The Swiss central bank on Wednesday took fresh measures to halt the rise of the Swiss franc, which is threatening exports and growth, by increasing liquidity after the currency strengthened to new highs.
"In the light of these developments, the Swiss National Bank is taking additional measures against the strength of the Swiss franc. It will again significantly increase the supply of liquidity to the Swiss franc money market," the central bank said.
At 0712 GMT, the franc was changing hands at 1.0367 to the euro and 0.7225 against the dollar.
The central bank said the franc has risen sharply as investors have put their money into the currency, a traditional save haven, to escape the turmoil on world markets.

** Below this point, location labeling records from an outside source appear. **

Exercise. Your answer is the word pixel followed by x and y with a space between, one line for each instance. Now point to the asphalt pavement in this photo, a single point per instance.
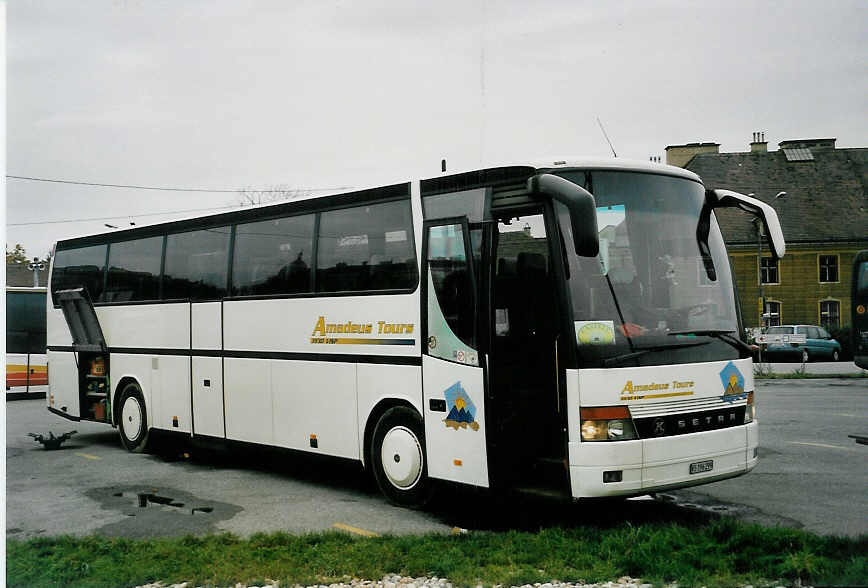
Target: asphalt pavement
pixel 811 476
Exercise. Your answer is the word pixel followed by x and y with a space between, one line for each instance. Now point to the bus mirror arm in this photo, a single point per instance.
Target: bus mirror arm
pixel 580 203
pixel 761 210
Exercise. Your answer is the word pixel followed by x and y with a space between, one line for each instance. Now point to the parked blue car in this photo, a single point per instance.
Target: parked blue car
pixel 818 344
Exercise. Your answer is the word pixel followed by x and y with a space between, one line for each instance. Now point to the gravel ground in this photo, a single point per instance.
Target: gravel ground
pixel 396 581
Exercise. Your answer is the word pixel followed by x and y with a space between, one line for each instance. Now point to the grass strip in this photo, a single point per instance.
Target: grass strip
pixel 797 375
pixel 718 553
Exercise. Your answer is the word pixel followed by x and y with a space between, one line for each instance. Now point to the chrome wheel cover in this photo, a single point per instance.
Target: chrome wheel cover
pixel 401 456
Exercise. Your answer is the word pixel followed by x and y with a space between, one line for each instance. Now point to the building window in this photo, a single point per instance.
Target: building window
pixel 830 314
pixel 828 268
pixel 769 271
pixel 772 314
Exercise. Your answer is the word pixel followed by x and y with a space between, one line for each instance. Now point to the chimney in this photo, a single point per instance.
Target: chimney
pixel 759 144
pixel 680 155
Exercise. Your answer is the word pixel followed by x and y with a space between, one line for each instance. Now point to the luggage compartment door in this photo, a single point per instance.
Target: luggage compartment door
pixel 206 342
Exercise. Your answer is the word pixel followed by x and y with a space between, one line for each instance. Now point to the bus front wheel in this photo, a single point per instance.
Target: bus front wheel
pixel 133 419
pixel 398 458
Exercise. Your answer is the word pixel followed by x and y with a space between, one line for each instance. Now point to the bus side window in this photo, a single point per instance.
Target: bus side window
pixel 80 267
pixel 196 264
pixel 451 311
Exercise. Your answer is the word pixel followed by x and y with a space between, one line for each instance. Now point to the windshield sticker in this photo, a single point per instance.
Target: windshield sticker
pixel 732 381
pixel 595 332
pixel 462 411
pixel 648 390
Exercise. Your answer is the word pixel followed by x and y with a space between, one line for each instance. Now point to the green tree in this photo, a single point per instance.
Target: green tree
pixel 17 255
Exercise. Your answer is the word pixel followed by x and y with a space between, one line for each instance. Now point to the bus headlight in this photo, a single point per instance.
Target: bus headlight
pixel 607 423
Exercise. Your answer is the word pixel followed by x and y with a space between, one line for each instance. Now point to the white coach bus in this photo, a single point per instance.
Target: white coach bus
pixel 568 328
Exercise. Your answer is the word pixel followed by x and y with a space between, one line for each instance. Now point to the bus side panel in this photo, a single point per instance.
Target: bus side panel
pixel 382 382
pixel 247 394
pixel 315 407
pixel 148 326
pixel 315 325
pixel 63 378
pixel 171 395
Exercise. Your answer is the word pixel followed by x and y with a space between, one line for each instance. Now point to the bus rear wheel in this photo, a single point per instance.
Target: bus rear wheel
pixel 133 418
pixel 398 458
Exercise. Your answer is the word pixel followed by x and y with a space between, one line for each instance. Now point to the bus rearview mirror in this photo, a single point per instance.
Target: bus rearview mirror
pixel 761 210
pixel 582 207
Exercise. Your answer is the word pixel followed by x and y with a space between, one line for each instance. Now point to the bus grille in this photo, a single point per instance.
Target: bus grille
pixel 689 422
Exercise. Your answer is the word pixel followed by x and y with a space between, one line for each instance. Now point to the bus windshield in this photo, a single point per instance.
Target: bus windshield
pixel 647 298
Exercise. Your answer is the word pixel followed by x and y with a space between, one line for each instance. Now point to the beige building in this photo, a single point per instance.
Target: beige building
pixel 824 216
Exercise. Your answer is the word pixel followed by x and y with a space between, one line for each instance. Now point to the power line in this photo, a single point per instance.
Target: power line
pixel 170 189
pixel 82 220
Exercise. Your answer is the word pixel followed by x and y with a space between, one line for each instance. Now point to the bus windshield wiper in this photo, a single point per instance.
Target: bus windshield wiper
pixel 722 334
pixel 619 359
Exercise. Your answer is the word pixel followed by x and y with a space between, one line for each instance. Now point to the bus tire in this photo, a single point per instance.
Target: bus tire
pixel 133 418
pixel 398 458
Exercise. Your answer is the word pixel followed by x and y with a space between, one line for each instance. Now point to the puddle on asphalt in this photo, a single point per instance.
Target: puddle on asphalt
pixel 159 511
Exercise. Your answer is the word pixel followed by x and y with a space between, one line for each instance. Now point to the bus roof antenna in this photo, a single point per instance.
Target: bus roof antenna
pixel 607 137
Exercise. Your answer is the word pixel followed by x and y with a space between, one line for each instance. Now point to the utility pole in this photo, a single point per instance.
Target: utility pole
pixel 36 266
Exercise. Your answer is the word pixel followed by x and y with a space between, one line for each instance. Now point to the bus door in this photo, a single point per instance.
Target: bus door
pixel 453 369
pixel 206 343
pixel 86 397
pixel 524 354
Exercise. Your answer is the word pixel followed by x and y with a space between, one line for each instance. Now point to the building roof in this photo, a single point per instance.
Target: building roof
pixel 826 197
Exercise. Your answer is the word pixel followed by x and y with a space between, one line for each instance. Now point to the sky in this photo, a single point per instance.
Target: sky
pixel 315 95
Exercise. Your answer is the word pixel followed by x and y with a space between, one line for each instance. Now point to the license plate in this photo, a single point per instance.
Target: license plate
pixel 702 466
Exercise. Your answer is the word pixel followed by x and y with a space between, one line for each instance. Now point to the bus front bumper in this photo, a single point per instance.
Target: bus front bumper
pixel 653 465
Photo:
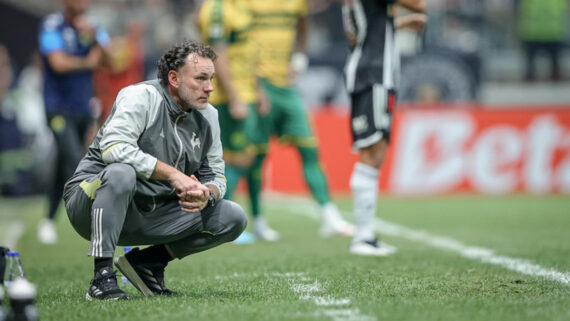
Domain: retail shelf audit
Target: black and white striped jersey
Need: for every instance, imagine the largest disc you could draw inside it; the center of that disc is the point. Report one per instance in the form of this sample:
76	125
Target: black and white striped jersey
369	27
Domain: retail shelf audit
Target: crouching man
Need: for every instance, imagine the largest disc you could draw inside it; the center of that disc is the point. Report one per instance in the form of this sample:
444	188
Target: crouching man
154	175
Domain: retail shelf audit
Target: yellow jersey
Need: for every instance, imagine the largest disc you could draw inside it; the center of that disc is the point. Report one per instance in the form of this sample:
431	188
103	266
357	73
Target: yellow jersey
229	22
274	33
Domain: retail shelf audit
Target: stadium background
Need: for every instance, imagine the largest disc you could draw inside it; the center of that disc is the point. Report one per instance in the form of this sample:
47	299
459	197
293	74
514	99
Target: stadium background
469	60
468	128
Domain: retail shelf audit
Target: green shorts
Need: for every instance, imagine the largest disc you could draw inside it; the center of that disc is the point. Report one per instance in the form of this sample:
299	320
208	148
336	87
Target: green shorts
287	118
237	134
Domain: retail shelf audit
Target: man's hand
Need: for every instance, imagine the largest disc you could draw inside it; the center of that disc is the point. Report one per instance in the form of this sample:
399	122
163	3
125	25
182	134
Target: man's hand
194	199
193	195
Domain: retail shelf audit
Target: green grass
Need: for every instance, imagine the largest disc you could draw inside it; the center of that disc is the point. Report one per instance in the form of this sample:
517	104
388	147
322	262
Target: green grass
273	281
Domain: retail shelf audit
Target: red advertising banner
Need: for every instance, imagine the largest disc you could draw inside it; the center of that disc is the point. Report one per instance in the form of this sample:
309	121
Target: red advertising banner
444	150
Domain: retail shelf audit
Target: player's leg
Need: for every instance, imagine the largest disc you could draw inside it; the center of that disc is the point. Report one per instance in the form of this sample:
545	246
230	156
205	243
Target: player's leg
371	122
97	208
260	132
239	151
293	127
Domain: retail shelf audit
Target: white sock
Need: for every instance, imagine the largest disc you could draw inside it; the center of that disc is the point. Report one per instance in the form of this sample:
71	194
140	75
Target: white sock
364	187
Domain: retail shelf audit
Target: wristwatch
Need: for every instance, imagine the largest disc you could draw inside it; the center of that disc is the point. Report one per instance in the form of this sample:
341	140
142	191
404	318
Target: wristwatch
211	199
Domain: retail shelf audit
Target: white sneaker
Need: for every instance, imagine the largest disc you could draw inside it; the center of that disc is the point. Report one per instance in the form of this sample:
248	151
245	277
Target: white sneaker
372	248
47	233
263	231
333	223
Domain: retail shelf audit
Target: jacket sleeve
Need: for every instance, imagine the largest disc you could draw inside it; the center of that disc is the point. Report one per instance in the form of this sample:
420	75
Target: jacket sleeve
212	168
133	110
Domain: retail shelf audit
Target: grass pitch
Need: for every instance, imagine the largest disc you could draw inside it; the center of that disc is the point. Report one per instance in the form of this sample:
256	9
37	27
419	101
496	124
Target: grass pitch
305	277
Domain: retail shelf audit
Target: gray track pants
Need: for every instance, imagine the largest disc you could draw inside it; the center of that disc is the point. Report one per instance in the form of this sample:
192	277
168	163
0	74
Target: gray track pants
107	216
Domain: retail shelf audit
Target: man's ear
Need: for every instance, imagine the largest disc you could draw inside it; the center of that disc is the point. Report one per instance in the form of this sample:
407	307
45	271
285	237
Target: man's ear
173	78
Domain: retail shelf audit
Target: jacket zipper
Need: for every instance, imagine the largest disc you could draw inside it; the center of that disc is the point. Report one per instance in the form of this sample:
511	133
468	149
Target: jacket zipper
180	142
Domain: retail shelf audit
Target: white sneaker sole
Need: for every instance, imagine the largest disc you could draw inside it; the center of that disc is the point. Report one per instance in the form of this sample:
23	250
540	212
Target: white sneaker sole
129	272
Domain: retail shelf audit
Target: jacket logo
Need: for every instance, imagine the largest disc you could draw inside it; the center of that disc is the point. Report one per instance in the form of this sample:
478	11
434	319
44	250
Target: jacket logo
195	141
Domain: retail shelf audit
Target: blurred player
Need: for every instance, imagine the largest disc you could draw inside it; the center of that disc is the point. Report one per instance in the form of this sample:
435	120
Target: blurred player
153	175
280	37
371	73
71	47
226	25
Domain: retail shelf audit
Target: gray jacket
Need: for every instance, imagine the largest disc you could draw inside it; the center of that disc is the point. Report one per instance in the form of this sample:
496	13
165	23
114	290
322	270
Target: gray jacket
145	125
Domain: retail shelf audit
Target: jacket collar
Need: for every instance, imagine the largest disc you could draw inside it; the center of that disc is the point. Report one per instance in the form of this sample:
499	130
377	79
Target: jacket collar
174	110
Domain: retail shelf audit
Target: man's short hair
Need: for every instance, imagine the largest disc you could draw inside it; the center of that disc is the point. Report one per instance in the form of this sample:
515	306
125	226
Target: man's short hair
175	57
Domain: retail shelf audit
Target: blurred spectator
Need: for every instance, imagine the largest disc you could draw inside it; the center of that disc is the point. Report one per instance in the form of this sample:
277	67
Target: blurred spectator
126	67
542	28
15	159
71	47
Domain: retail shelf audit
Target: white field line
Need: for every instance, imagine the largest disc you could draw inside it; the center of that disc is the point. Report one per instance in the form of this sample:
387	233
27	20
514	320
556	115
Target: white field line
13	235
309	289
300	206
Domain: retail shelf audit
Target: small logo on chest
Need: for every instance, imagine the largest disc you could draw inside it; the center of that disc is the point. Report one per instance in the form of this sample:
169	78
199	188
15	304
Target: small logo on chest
195	141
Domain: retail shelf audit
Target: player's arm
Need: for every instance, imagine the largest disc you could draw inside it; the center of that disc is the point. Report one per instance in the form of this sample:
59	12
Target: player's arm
413	5
299	59
62	62
238	109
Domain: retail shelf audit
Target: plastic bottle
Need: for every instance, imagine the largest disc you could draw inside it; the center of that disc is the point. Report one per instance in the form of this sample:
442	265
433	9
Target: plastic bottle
3	252
22	301
3	313
124	280
15	269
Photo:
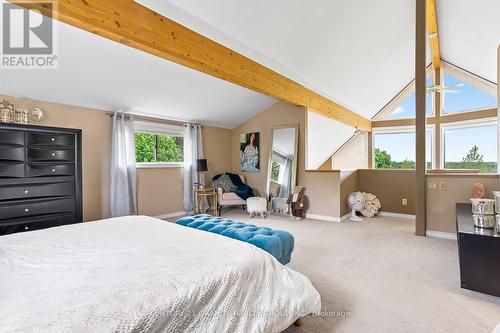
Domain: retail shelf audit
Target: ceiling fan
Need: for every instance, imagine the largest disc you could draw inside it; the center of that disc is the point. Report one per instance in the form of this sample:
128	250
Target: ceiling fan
443	89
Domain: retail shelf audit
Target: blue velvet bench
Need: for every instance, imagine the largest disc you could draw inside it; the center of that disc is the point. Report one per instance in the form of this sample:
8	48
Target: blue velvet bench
277	242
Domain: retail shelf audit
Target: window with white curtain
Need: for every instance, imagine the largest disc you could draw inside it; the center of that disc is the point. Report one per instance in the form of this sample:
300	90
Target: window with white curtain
158	145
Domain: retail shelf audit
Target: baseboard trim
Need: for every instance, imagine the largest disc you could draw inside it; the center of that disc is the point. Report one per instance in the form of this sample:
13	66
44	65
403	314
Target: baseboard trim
169	215
440	234
323	217
345	217
403	216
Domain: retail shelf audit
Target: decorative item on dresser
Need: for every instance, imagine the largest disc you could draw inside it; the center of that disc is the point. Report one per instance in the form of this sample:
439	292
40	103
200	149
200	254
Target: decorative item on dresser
40	177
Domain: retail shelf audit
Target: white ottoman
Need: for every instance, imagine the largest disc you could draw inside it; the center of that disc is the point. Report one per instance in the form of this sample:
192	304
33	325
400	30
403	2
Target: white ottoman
257	205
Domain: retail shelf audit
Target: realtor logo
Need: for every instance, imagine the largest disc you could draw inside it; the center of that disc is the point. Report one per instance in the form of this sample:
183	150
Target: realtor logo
27	36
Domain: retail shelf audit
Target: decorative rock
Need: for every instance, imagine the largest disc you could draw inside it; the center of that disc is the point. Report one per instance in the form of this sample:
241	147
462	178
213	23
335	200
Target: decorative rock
478	191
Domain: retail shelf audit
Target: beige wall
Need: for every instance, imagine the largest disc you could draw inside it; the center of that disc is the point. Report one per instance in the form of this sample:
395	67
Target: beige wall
159	190
321	188
96	149
390	186
348	185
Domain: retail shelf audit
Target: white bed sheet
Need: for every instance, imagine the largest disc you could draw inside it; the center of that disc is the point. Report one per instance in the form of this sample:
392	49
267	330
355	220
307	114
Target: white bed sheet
141	274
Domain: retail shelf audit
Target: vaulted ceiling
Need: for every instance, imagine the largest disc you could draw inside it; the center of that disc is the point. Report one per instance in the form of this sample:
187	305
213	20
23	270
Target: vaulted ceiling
358	53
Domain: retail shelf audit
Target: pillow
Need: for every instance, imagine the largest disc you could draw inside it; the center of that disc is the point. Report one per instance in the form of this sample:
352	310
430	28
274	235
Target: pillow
224	182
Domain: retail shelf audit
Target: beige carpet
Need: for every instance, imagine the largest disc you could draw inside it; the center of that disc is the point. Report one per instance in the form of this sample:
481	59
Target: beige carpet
385	278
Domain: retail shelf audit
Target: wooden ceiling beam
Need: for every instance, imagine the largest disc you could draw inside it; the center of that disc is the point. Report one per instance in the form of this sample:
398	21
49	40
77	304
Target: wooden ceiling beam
132	24
432	30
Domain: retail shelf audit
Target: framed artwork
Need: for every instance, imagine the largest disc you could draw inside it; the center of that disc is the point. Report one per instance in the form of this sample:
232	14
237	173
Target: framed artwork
250	152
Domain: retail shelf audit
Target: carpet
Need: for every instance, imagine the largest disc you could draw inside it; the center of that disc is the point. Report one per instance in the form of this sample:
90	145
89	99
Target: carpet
377	276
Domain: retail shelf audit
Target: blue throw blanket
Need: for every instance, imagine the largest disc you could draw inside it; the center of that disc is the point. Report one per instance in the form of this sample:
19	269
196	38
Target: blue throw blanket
278	243
242	190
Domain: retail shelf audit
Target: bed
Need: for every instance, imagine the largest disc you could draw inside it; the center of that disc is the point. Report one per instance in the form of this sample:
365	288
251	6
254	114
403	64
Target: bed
141	274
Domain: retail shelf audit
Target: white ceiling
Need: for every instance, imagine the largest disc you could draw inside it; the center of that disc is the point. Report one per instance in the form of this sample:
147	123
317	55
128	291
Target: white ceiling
358	53
97	73
470	34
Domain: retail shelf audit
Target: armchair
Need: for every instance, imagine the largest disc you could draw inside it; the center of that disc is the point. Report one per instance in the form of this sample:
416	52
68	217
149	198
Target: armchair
229	198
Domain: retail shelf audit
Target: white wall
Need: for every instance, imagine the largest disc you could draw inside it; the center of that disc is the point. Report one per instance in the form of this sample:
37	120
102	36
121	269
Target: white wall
324	137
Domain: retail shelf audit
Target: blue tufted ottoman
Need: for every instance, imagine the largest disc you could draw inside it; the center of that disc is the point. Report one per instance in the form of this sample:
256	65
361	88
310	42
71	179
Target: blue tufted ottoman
277	242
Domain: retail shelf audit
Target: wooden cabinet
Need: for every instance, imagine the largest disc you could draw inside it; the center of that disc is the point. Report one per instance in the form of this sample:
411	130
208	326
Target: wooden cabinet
40	177
479	254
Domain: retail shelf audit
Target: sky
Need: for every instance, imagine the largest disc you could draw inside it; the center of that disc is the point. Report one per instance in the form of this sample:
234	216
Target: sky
457	141
401	146
468	98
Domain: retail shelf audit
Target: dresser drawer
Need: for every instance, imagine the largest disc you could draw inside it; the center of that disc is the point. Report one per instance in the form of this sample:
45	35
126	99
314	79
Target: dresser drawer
43	170
25	208
10	137
11	170
21	191
35	223
12	154
48	139
48	154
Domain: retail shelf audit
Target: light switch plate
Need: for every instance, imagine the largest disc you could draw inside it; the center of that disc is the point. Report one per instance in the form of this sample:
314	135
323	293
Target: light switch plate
443	186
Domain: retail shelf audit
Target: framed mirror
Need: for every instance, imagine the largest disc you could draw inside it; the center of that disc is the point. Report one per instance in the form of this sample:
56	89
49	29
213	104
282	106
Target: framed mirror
282	166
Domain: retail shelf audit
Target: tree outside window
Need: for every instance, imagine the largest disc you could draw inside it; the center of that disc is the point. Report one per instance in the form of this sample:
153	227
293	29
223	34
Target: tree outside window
151	148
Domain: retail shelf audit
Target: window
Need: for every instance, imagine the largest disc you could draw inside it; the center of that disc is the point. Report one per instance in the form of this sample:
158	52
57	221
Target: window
471	146
157	145
395	149
464	97
407	108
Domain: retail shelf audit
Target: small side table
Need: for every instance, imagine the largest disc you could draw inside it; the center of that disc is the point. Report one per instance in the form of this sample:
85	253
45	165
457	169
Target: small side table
199	200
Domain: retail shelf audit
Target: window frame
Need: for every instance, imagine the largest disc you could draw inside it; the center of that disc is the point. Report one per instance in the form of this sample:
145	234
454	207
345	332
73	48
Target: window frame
403	130
470	79
158	129
402	96
466	124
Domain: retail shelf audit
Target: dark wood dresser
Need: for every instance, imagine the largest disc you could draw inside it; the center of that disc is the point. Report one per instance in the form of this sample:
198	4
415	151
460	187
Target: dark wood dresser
40	177
479	254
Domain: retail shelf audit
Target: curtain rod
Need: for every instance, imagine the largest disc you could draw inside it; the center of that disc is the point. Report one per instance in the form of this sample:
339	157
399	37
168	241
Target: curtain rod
154	120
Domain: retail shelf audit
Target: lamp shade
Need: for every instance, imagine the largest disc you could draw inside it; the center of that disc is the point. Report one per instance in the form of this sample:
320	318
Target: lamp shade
201	165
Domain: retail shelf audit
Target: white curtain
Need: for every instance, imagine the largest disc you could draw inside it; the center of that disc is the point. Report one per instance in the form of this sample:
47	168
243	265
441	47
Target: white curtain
286	185
193	150
123	193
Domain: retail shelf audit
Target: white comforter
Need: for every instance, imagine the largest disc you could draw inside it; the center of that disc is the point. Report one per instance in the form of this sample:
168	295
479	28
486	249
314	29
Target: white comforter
140	274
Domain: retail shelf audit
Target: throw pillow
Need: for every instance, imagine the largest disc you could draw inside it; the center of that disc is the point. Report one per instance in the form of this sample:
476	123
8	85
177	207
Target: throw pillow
224	182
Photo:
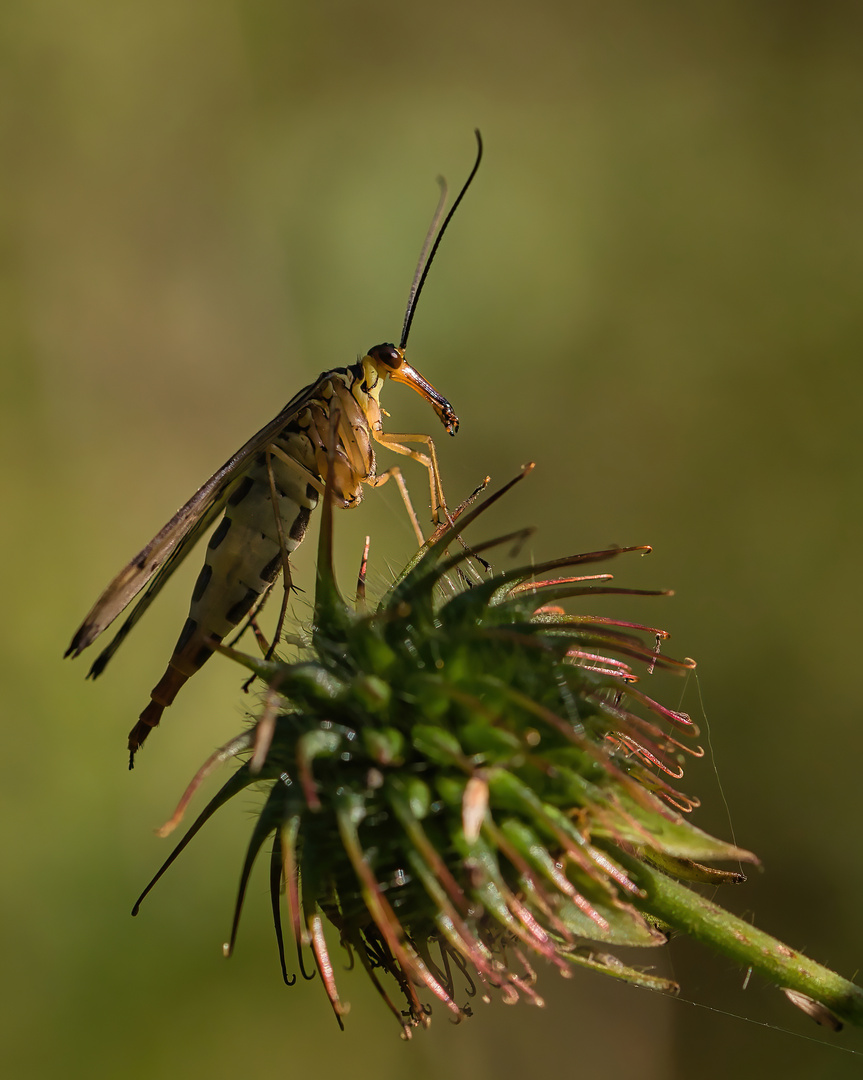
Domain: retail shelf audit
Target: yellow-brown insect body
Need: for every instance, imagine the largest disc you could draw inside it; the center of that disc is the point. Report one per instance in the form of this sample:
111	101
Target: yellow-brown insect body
268	490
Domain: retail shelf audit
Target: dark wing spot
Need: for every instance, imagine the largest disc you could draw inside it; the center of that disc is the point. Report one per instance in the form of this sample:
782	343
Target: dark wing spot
220	532
300	522
241	607
204	652
203	581
241	490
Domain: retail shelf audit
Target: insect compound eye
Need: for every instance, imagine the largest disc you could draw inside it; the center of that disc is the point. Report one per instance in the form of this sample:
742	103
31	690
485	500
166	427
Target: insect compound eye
388	355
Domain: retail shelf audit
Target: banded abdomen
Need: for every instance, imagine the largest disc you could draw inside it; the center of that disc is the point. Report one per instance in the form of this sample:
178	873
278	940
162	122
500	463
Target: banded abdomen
245	553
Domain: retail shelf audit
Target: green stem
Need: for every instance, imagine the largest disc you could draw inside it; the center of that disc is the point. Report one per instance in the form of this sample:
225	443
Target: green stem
705	921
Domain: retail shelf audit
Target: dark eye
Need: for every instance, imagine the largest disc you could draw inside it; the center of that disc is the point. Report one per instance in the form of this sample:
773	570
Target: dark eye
387	354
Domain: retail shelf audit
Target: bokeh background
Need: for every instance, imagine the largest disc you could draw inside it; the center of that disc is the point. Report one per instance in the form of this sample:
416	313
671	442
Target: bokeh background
652	291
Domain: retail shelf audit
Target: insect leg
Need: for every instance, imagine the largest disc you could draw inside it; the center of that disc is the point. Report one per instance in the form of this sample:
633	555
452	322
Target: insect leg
395	473
395	443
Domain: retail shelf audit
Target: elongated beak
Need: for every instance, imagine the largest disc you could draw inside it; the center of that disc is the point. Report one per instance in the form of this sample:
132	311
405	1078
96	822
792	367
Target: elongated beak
412	377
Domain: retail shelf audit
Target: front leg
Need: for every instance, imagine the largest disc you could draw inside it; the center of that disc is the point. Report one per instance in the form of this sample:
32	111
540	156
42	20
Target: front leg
395	442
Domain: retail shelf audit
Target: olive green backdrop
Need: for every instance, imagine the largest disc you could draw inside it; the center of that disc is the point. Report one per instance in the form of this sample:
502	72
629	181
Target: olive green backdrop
654	291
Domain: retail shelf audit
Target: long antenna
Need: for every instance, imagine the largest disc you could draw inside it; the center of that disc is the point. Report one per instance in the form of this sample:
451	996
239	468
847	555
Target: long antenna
419	277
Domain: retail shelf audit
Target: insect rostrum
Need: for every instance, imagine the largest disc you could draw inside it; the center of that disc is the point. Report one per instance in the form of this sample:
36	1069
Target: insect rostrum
467	780
267	493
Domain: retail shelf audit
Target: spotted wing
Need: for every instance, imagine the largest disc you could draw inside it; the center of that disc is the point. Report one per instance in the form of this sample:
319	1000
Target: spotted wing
169	548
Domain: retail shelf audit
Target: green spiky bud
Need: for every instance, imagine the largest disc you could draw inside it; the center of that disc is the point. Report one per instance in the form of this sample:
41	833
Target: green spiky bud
468	779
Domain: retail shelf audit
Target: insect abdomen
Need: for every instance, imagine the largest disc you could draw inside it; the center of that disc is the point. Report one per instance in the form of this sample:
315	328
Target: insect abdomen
243	558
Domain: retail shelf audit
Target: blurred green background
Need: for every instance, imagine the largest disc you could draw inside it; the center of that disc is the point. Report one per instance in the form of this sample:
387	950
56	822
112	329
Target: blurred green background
652	291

The "substantial rise in risk aversion on the international financial markets has further intensified the overvaluation of the Swiss franc in the last few days," it said.
It noted that the strong franc was a threat to the economy, by crimping exports, and pledged to take further measures if the currency continued to strengthen.
For now, it was expanding the amount of banks' sight deposits or cash that can be withdrawn without notice from 80 billion francs to 120 billion francs.
In addition, it will conduct foreign exchange swap transactions to increase liquidity swiftly.
Last week, the central bank also increased liquidity supply and cut the already low benchmark lending rate in a bid to make the franc a less attractive investment.